Research: Wireless Base Station Bill Lands in Senate
Federal Wi-Net Act
Senators Olympia J. Snowe (R-ME) and Mark R. Warner (D-VA)
December 3, 2010
Senators Snowe and Warner have introduced a bill to the Senate that will place Wi-Fi and femtocell access points in government buildings. The idea being that providing Wi-Fi and femtocell access in roughly 9,000 government buildings will free up the usage of valuable spectrum. Snowe and Warner believe moving government buildings to these technologies for employees and visitors will free up network capacity in the surrounding areas.

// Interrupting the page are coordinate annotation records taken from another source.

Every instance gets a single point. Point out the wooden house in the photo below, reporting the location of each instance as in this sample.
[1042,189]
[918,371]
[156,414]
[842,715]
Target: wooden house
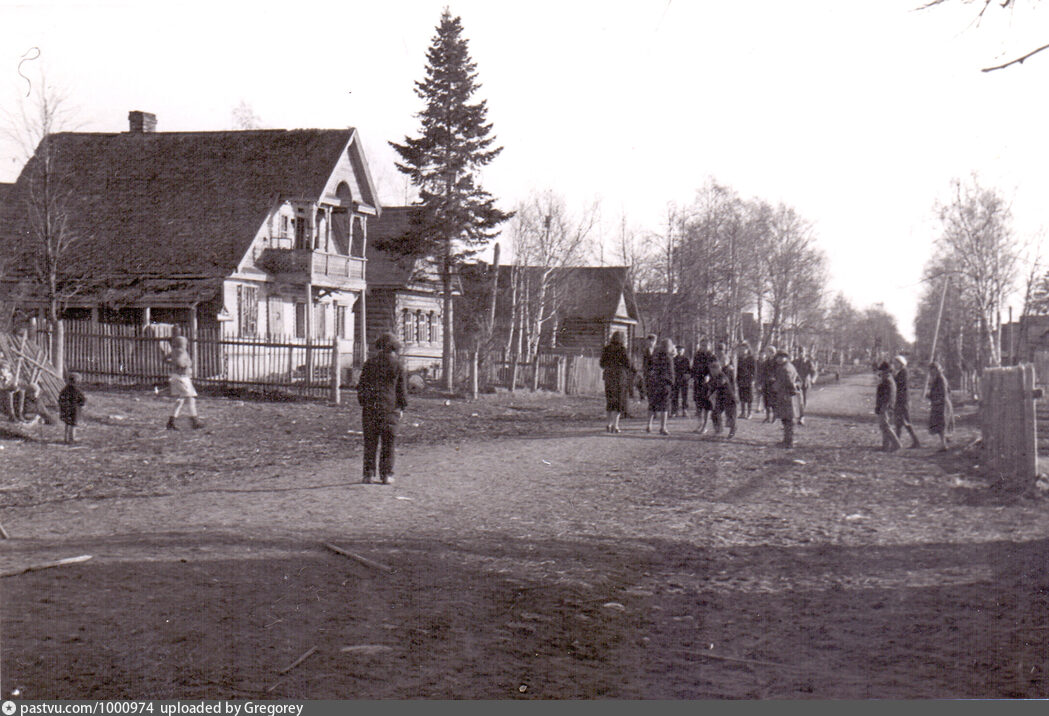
[256,233]
[404,296]
[584,305]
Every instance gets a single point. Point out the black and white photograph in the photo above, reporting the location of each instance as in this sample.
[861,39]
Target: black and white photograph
[462,349]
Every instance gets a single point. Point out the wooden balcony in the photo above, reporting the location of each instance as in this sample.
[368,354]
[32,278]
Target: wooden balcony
[318,267]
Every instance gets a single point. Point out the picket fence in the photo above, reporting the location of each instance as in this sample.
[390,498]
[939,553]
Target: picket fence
[114,354]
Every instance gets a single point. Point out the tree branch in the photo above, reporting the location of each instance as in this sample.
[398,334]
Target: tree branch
[1018,61]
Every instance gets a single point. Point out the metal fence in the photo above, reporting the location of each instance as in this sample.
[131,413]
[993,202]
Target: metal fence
[116,354]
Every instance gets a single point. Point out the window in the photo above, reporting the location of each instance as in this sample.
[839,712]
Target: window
[300,320]
[248,310]
[422,327]
[408,327]
[340,321]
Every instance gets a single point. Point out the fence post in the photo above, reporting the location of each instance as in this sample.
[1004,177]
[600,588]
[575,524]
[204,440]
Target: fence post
[473,375]
[336,394]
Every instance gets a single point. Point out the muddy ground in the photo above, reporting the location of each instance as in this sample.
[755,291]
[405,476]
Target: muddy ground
[522,552]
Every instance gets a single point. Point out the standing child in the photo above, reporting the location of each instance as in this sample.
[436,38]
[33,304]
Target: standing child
[180,383]
[70,400]
[382,392]
[884,402]
[724,394]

The announcement can be found here.
A copy of the bill text is below:

Actually, Wi-Fi access points would not free valuable spectrum (the cell phone frequencies would still be in use) but rather would congest the unlicensed bands, which are frequently used by wireless Internet providers. An ulterior motive in these rules is to elbow these providers out so that they cannot compete with the cellular carriers (the two largest of which are incumbent local exchange carriers).
@Brett Glass,
The bill is talking about installing Wi-Fi at government facilities. It’s not about installing Wi-Fi in rural areas.
And additionally the femtocells would just be pushing calls in these governments buildings onto whatever wired network they had. So it wouldn’t pull anyone away from a specific carrier. Though most agencies are already contracted with certain carriers anyway.